「俺を馬鹿にしているのか!」でキレる大学教授の抱える「歪み」 他人を不幸にする「歪んだ幸せを求める人」とは
俺を馬鹿にするな!
“俺(私)のことを馬鹿にしているのか?”と思っていそうな人は、色んな場所で見かけます。大阪から三重県の伊勢市に向かう特急列車に乗っていたときのこと。車両は空いていて、私の他に旅行先に向かっているだろう年配の男性4人組も乗っていました。初夏なのでクーラーが効いているはずだったのですが、少し蒸し暑い感じでした。ただ我慢できないほどではありませんので、車掌が通っても誰も文句は言いません。 30分くらい経った頃、車内が涼しくなってきて過ごしやすくなりました。しばらくして車掌が戻ってきて、「すみません。間違えて暖房を入れていました」と謝罪してきました。すでに涼しくなっていますので、特にクレームをつけるまでもなく私もただ頷いただけでした。ところがその男性グループの4人が一斉に怒り出し、車掌に対して「俺たちを馬鹿にしているのか」と怒鳴り始めたのです。

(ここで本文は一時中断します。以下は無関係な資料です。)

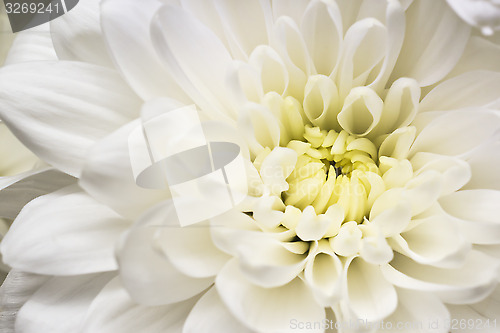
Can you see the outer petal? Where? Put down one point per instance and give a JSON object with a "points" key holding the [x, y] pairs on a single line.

それまで何も文句を言わずに、車内では陽気に過ごしていたのに、です。その人たちは逆に、普段からクレームをつけられるような立場だったのでしょうか。いずれにしても、予想しにくいほどに“馬鹿にされた”と感じ、過剰に反応する人たちがいるのです。 コンビニ店員の態度が悪かったと母子でクレームをつけ、母親が店員に暴力をふるったことに加担して女子少年院に入ってきた、高校生年齢の女子少年もいました。また細い通路をすれ違ったとき、そもそも道を譲ろうとしない若者に怒りを感じる年配の方もおられます。もともと劣等感が強かったり、高い地位にあり普段みんなからちやほやされ自尊心が肥大したりしている場合に、こういった過剰な怒りが生じるようです。 自分(たち)が馬鹿にされている、自分(たち)の思い通りにならないといった怒りには、自分だけ連絡がない、自分だけ対応が遅いといった個人的なものから、国家の威信が傷つけられたといった国際問題につながるようなスケールのものもありますので、単に、“そんなことで怒っても”と片付けられないものでもあります。“馬鹿にされず尊重されたい”というのは幸せを感じるために必要なことです。 しかし、馬鹿にされたと感じたときに生じるのは、多くの場合、動物的な怒りであり、それが時には相手に対する攻撃に転じることもあります。万が一、傷害事件につながるようなことになれば、双方が幸せから遠ざかることになります。自分の作ったご飯を食べない子どもに対して虐待を行った親から、「子どもに馬鹿にされたと感じたから」と聞いたこともあります。これも自身を否定されたと思ったことに起因する「怒りの歪み」と言えるでしょう。 *** こうした「歪み」を抱えないようにするには、相手のストーリー(事情)を理解することが役立つ、と宮口さんは説いている。ただ一方で、そのように相手のことを理解する能力に欠けた人も珍しくない。宮口さんが医療少年院で接してきた少年にもそういうタイプが一定数いたのだという。実社会でも同様であるし、決して他人事ではない。 常に自分自身が何らかの「歪み」を抱えていないか、チェックする習慣があってもいいのかもしれない。